Началась суматоха. Ребята усадили Риту на стул и стали хлопотать вокруг неё. Она молча смотрела на своих учеников. Глаза, блестевшие от недавно пролитых слез, были огромные и полны грусти.
– Шо ты снимаешь, урод, выключи! – Димка дал Денису подзатыльник и стал забирать смартфон. Завязалась потасовка.
– Я, наверное, в медицинский пойду, – задумчиво сказал Юрка.
– Может сначала водой?
– Вам не плохо, Маргарита Николаевна?
– Болит, – тихо сказала Рита, – вот здесь, – она приложила руку на верхнюю пуговицу драпового пальто, – удивительное дело, сбила колени, а болит то, в существовании чего люди сомневаются и спорят.
– Ду-ша…
– Где там Алиса?

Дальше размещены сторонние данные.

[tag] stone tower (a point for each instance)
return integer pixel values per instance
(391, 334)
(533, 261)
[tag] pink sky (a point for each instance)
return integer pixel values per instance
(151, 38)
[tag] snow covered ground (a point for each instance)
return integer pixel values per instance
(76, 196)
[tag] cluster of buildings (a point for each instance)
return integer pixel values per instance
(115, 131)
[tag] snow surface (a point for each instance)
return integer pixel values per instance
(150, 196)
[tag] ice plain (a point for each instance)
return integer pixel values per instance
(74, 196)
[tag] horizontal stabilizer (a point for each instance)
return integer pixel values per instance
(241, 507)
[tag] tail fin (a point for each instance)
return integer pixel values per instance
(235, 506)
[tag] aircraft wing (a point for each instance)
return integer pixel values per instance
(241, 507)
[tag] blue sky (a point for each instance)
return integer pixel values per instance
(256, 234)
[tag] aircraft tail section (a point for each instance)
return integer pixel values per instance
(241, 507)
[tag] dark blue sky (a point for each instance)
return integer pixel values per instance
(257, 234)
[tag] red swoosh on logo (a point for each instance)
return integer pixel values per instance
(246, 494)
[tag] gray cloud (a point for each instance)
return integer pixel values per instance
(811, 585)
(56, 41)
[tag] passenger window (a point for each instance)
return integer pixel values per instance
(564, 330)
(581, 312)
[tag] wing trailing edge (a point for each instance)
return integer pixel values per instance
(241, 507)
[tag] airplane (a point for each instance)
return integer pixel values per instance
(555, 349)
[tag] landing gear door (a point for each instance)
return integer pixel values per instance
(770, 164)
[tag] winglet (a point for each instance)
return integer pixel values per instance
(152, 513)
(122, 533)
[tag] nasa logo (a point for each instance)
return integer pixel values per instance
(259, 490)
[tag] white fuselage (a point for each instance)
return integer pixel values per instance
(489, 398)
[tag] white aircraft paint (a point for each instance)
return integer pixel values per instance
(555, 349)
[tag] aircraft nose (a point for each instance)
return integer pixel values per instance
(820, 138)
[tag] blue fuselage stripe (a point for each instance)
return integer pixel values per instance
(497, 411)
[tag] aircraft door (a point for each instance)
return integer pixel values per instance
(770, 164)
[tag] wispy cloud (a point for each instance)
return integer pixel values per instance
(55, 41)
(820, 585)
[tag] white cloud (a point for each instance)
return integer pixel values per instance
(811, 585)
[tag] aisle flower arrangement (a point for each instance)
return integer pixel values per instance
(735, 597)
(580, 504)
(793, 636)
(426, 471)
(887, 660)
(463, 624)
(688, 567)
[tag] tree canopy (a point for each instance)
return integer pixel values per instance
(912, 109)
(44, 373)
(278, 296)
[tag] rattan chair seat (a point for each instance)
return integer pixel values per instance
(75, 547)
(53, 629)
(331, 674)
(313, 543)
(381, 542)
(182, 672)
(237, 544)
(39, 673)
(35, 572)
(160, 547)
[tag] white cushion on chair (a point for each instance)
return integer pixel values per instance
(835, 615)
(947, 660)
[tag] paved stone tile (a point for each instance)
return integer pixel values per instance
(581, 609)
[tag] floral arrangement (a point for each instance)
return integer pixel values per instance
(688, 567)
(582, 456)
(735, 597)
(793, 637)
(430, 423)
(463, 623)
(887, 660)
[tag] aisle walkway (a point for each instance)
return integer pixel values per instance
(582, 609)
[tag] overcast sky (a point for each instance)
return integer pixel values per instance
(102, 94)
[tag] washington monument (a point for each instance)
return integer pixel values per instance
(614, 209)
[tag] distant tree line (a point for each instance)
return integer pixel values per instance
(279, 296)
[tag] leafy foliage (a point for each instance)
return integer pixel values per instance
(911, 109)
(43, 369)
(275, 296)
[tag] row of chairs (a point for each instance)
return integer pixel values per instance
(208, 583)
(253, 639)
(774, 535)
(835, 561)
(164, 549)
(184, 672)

С перекисью?
– А я наверное в медицинский не пойду… – Илья смотрел на учительницу… – Вы такая красивая, Рита Николаевна… пойду на фото и кино…
– А вот Маргарите Николаевне надо было на актерское отделение поступать… как она держит паузу… помните, мы Сомерсета Моэма, роман «Театр» проходили, эта Джулия, великая актриса была, «если уж держишь паузу, то тяни её как можно дольше», – Кристина села за парту и начала лихорадочно водить пальцем по экрану.
– Вот я заметил, зависть не делает человека привлекательнее, особенно женщину…
В класс ворвалась Алиса с перекисью в руке.
– Ты что, в аптеку ходила?
– Не, медсестру искала, её по ходу, к первоклашкам вызвали, там какой-то киндер обрыгался, сорри, маман его отмороженная с утра сырокопченой колбасой накормила.
– Мужчины, а ну брысь из класса… только тихо там, а то Ольга Степановна застукает, мы будем Маргариту Николаевну лечить!
– Не уходите, ребята, вот так это делается, – Рита взяла из рук Алисы открытый пузырек с перекисью и полила на коленки, – теперь я сяду за стол и расскажу вам новую тему… остальное потом…
Она села за стол, посмотрела на ребят.
– Декабрьские ветра, не плачьте, не пророчьте. Я слышал целый день холодный тонкий свист. Я снова нес письмо, и снова в двери почты, как маленький зверек, вошел засохший лист. Несут остатки пальм из городского сада, идет прибой волны – тяжелый, плотный гром… Летучий листопад, осенняя прохлада, окурки папирос на гравии сыром. Зачем ты шел за мной, засохший лист кленовый, коробясь и шурша, переползал порог? Тебе ли суждено, чтоб я припомнил снова ту, что забыть хотел и позабыть не смог? Когда я в первый раз почувствовал тревогу, вниз по гудрону тек черно-лиловый зной, резная тень листвы ложилась на дорогу, шумящий добрый клен склонялся надо мной. Теперь пришла зима, и нет ему спасенья: бездомных сыновей доверил он судьбе. И этот желтый лист, последний лист осенний, я положу в письмо и отошлю тебе. Быть может ты поймешь, что время всех научит, что нужно дальше жить, жалея и любя, что маленький листок среди шагов скрипучих на почте городской… оберегал тебя. – Рита помолчала, улыбнулась. – Владимир Луговской, написал его в Ялте в 1935 году. Что у нас там дальше?